Debate and Consensus

Debate and consensus use multiple independent proposals, critiques, votes, or rankings before producing a final answer.

Source and downloads

Repository source

Download code bundle

Intent

Debate and consensus use multiple independent proposals, critiques, votes, or rankings before producing a final answer.

Use this pattern to expose disagreement, missing evidence, and weak reasoning before a risky answer becomes a final decision. Do not use it to make an answer look more trustworthy without adding independent evidence or a stronger review rule.

Scenario

A team is reviewing whether an agent-generated incident summary is good enough for an executive update. One agent drafts the summary from traces. A second agent checks chronology against the incident timeline. A third agent checks customer impact and omitted evidence. A judge then accepts, rejects, or asks for a revised summary.

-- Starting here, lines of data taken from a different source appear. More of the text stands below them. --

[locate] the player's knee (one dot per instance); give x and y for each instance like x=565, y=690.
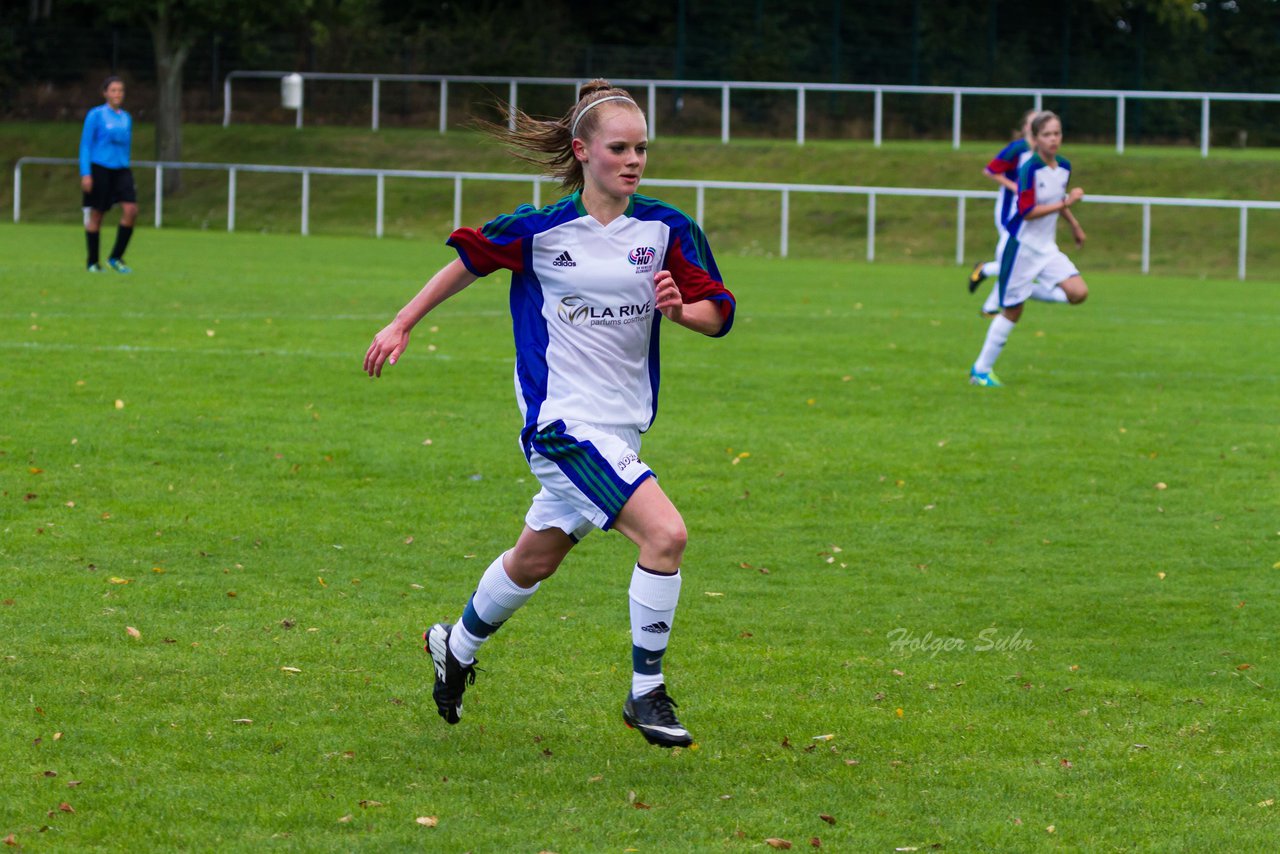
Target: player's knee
x=670, y=538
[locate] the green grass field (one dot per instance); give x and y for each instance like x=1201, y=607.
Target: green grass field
x=1036, y=617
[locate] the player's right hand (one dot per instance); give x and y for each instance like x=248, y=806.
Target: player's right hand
x=385, y=348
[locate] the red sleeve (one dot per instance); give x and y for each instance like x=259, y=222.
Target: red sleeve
x=481, y=256
x=999, y=167
x=698, y=283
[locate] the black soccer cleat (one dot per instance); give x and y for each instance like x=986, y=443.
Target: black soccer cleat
x=451, y=677
x=652, y=713
x=976, y=277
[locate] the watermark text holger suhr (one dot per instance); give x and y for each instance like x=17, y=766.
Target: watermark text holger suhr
x=987, y=640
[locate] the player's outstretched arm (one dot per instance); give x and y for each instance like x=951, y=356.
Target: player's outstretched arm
x=702, y=316
x=393, y=338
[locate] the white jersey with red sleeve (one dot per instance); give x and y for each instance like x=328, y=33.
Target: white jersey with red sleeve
x=583, y=304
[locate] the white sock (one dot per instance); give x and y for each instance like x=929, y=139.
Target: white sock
x=653, y=608
x=996, y=337
x=497, y=597
x=992, y=304
x=1046, y=293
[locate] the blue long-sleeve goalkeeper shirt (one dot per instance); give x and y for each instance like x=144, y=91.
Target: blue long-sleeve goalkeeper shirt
x=106, y=138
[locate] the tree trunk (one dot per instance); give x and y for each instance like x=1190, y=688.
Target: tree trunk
x=172, y=50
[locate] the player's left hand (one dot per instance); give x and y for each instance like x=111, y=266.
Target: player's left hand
x=667, y=297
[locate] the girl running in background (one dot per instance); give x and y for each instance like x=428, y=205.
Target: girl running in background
x=1004, y=170
x=592, y=277
x=1031, y=251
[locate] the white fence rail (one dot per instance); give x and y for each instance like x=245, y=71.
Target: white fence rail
x=726, y=87
x=700, y=187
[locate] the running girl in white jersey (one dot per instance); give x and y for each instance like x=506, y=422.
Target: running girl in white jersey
x=1031, y=251
x=592, y=278
x=1004, y=170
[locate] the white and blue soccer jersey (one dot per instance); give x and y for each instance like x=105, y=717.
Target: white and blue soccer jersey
x=1031, y=250
x=1038, y=183
x=1008, y=163
x=106, y=138
x=583, y=304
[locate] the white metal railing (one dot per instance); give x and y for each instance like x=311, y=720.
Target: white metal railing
x=1120, y=96
x=700, y=188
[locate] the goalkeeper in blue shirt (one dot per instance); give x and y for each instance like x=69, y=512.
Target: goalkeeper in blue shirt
x=105, y=177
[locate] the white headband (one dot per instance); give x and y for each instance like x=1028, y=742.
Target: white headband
x=572, y=131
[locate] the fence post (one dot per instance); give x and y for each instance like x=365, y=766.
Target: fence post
x=1205, y=127
x=382, y=204
x=871, y=227
x=786, y=220
x=1146, y=238
x=457, y=202
x=800, y=115
x=725, y=114
x=231, y=199
x=955, y=120
x=444, y=105
x=1120, y=124
x=1244, y=240
x=878, y=122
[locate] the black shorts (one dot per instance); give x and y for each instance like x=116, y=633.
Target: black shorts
x=110, y=186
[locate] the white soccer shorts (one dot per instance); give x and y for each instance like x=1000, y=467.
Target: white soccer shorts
x=588, y=474
x=1048, y=268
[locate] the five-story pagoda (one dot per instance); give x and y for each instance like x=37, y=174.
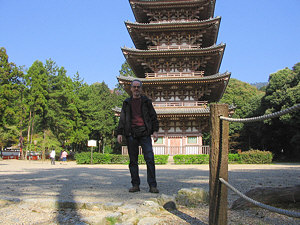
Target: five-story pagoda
x=177, y=59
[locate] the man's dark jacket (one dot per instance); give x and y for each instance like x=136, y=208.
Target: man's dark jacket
x=148, y=114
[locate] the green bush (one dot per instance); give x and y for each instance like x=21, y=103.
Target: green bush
x=99, y=158
x=256, y=157
x=191, y=159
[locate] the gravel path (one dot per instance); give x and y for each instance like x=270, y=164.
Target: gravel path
x=23, y=180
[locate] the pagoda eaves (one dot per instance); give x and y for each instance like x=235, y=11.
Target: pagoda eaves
x=151, y=11
x=193, y=33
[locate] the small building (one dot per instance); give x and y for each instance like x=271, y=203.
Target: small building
x=177, y=59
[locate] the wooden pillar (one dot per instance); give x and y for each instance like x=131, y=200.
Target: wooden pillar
x=218, y=164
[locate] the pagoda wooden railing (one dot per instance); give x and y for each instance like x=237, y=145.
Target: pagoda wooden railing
x=175, y=74
x=173, y=47
x=175, y=150
x=180, y=104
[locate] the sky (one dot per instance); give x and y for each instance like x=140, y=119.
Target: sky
x=261, y=36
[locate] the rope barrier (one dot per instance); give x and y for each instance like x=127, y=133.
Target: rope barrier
x=264, y=117
x=271, y=208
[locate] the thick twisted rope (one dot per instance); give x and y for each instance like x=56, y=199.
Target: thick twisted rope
x=264, y=117
x=270, y=208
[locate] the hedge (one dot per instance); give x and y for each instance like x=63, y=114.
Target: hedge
x=99, y=158
x=248, y=157
x=256, y=157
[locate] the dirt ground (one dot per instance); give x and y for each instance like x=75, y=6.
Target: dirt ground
x=27, y=180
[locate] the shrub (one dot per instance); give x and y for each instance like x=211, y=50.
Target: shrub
x=234, y=158
x=191, y=159
x=256, y=157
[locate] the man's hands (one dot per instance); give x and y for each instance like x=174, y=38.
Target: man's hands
x=155, y=136
x=119, y=138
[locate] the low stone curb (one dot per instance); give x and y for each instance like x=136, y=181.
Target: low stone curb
x=152, y=211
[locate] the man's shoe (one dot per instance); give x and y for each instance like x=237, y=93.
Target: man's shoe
x=153, y=190
x=134, y=189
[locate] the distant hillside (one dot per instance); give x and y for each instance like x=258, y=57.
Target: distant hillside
x=259, y=85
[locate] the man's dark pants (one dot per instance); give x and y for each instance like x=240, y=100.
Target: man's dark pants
x=133, y=151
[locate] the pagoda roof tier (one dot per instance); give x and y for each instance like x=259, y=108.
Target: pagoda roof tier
x=209, y=88
x=201, y=33
x=146, y=11
x=181, y=112
x=196, y=59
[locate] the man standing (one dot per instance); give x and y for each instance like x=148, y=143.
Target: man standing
x=138, y=120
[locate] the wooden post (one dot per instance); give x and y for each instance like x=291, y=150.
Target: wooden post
x=218, y=164
x=92, y=155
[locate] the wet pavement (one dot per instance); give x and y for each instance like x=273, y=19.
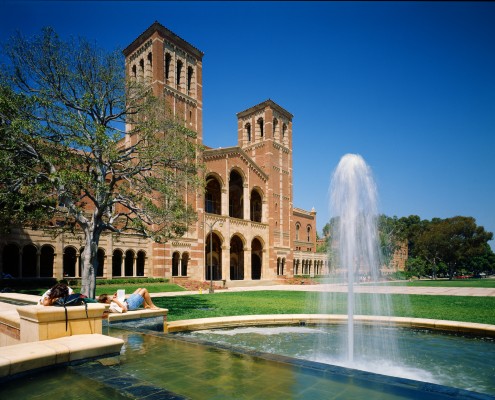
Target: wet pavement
x=338, y=288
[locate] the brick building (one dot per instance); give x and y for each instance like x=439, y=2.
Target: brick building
x=247, y=226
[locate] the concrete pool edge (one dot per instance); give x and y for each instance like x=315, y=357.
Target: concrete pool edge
x=428, y=390
x=316, y=319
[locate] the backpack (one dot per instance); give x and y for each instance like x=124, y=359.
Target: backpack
x=75, y=299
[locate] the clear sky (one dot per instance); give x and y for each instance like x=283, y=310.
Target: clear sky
x=410, y=86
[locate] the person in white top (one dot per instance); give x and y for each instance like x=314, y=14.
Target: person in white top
x=58, y=290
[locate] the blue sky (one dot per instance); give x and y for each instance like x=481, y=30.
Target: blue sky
x=410, y=86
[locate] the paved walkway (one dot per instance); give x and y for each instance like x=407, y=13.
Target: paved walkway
x=435, y=291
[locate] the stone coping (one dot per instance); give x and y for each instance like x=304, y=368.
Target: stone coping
x=10, y=318
x=27, y=298
x=137, y=314
x=23, y=357
x=52, y=313
x=314, y=319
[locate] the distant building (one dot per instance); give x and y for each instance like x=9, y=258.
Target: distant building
x=247, y=227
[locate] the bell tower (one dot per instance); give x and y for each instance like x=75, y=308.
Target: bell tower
x=265, y=134
x=173, y=68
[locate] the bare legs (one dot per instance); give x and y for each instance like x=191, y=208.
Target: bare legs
x=147, y=299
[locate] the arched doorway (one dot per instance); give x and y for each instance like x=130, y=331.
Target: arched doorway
x=10, y=260
x=213, y=261
x=236, y=259
x=184, y=263
x=129, y=263
x=29, y=261
x=46, y=261
x=69, y=262
x=175, y=263
x=101, y=262
x=236, y=200
x=256, y=259
x=117, y=262
x=140, y=263
x=213, y=196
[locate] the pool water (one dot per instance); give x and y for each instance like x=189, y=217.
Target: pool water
x=465, y=362
x=154, y=365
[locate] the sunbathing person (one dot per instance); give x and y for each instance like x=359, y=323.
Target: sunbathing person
x=54, y=293
x=140, y=297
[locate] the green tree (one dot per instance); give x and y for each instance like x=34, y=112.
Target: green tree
x=454, y=241
x=85, y=148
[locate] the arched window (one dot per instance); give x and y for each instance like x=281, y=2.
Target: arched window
x=189, y=79
x=175, y=263
x=179, y=72
x=248, y=131
x=261, y=126
x=256, y=206
x=213, y=255
x=117, y=258
x=149, y=67
x=129, y=263
x=168, y=60
x=141, y=70
x=256, y=259
x=236, y=200
x=213, y=196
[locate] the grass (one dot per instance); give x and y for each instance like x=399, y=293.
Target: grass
x=483, y=283
x=129, y=288
x=455, y=308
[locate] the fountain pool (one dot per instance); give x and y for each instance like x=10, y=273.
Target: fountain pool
x=155, y=365
x=465, y=362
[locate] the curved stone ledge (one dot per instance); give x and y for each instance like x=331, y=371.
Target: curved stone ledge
x=315, y=319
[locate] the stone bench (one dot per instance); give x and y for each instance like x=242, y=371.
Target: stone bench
x=23, y=357
x=160, y=315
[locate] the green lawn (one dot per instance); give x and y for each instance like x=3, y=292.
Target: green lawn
x=456, y=308
x=129, y=288
x=489, y=283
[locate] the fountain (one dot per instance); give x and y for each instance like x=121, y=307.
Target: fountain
x=355, y=253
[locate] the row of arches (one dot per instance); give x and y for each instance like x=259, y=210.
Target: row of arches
x=310, y=267
x=258, y=133
x=213, y=198
x=30, y=261
x=237, y=268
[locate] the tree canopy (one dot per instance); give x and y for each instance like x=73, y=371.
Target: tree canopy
x=87, y=150
x=441, y=246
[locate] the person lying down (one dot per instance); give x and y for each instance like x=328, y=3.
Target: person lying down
x=140, y=297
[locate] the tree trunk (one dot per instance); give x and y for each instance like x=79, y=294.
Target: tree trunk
x=89, y=261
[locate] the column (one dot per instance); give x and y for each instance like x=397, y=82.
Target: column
x=226, y=263
x=247, y=264
x=247, y=202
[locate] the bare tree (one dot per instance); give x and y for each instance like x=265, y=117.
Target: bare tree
x=85, y=148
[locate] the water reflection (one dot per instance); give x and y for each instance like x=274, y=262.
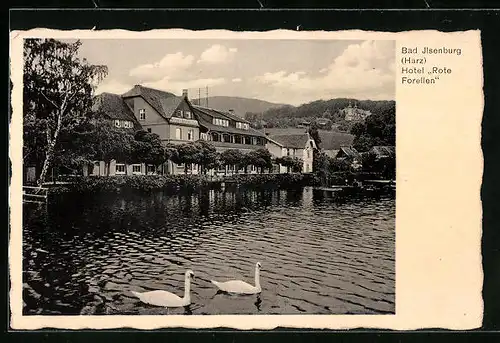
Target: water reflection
x=320, y=253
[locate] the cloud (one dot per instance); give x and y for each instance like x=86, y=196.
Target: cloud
x=170, y=65
x=217, y=54
x=112, y=86
x=176, y=86
x=364, y=71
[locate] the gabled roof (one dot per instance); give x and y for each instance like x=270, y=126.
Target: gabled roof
x=296, y=141
x=113, y=107
x=164, y=103
x=384, y=150
x=331, y=153
x=350, y=152
x=222, y=115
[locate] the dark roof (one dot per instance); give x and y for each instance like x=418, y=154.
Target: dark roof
x=296, y=141
x=164, y=103
x=350, y=151
x=384, y=150
x=219, y=114
x=331, y=140
x=113, y=106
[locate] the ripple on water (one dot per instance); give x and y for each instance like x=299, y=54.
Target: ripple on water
x=319, y=255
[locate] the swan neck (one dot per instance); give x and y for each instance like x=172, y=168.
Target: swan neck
x=257, y=278
x=187, y=289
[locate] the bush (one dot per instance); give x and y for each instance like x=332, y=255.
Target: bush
x=146, y=183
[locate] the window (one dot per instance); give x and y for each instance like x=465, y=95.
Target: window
x=151, y=169
x=220, y=122
x=120, y=169
x=136, y=169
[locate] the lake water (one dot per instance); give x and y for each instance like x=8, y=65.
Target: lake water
x=319, y=254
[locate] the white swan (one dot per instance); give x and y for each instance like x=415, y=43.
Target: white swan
x=240, y=287
x=167, y=299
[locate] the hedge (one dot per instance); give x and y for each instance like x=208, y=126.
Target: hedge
x=94, y=184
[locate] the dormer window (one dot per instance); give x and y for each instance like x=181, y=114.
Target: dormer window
x=240, y=125
x=220, y=122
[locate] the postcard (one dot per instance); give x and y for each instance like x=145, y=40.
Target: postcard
x=248, y=180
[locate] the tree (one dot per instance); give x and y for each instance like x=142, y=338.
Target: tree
x=245, y=161
x=57, y=93
x=314, y=133
x=232, y=157
x=369, y=161
x=148, y=148
x=207, y=155
x=377, y=129
x=111, y=143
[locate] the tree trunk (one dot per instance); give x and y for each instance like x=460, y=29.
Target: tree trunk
x=48, y=158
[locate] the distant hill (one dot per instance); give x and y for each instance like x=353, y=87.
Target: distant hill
x=333, y=109
x=240, y=105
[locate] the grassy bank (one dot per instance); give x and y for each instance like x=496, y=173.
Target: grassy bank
x=93, y=184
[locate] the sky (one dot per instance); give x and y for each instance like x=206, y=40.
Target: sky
x=281, y=71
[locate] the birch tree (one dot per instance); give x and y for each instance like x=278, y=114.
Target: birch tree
x=57, y=94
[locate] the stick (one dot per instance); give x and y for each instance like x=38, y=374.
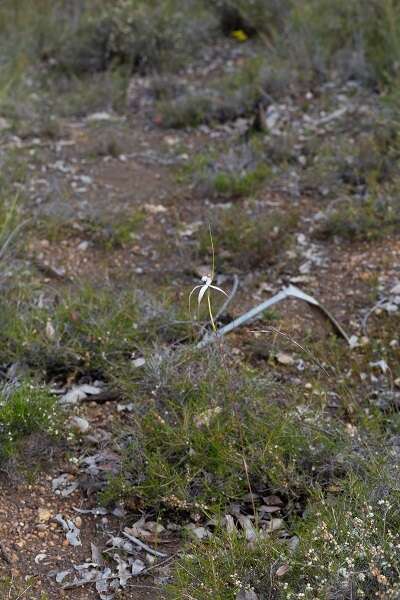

This works only if the agents see meaningfully different evidence or apply different rubrics. Three agents with the same prompt, same context, and same blind spot create a louder single-agent failure. Consensus is not evidence by itself; it is a way to expose disagreement before one accountable owner makes the final call.

Use When

A single answer is risky, ambiguous, or likely to miss evidence.
Participants have genuinely different evidence, roles, rubrics, models, or tools.
The final decision can wait for the extra cost and latency.
A written merge rule exists before the workers start.
Dissent should be preserved for review, not hidden by synthesis.

Avoid When

A deterministic test, database query, retrieval step, or policy check can answer directly.
Participants share the same context and will repeat the same failure.
Majority vote would replace evidence, tests, or an accountable owner.
The task needs one clear owner more than it needs more opinions.
The system cannot trace proposals, critiques, votes, dissent, and final acceptance.

Architecture

Use this diagram to read Debate and Consensus as a system boundary, not only a code shape. The key ownership question is: the coordinator owns the shared goal, decomposition, assignments, merge policy, and final acceptance.

Debate and consensus decision flow

Read it as an evidence-backed decision process: independent agents propose answers, critique each other, and an accountable owner resolves agreement, dissent, or escalation.

Decision Rules

Use debate only when independence is real and the merge rule is known before execution.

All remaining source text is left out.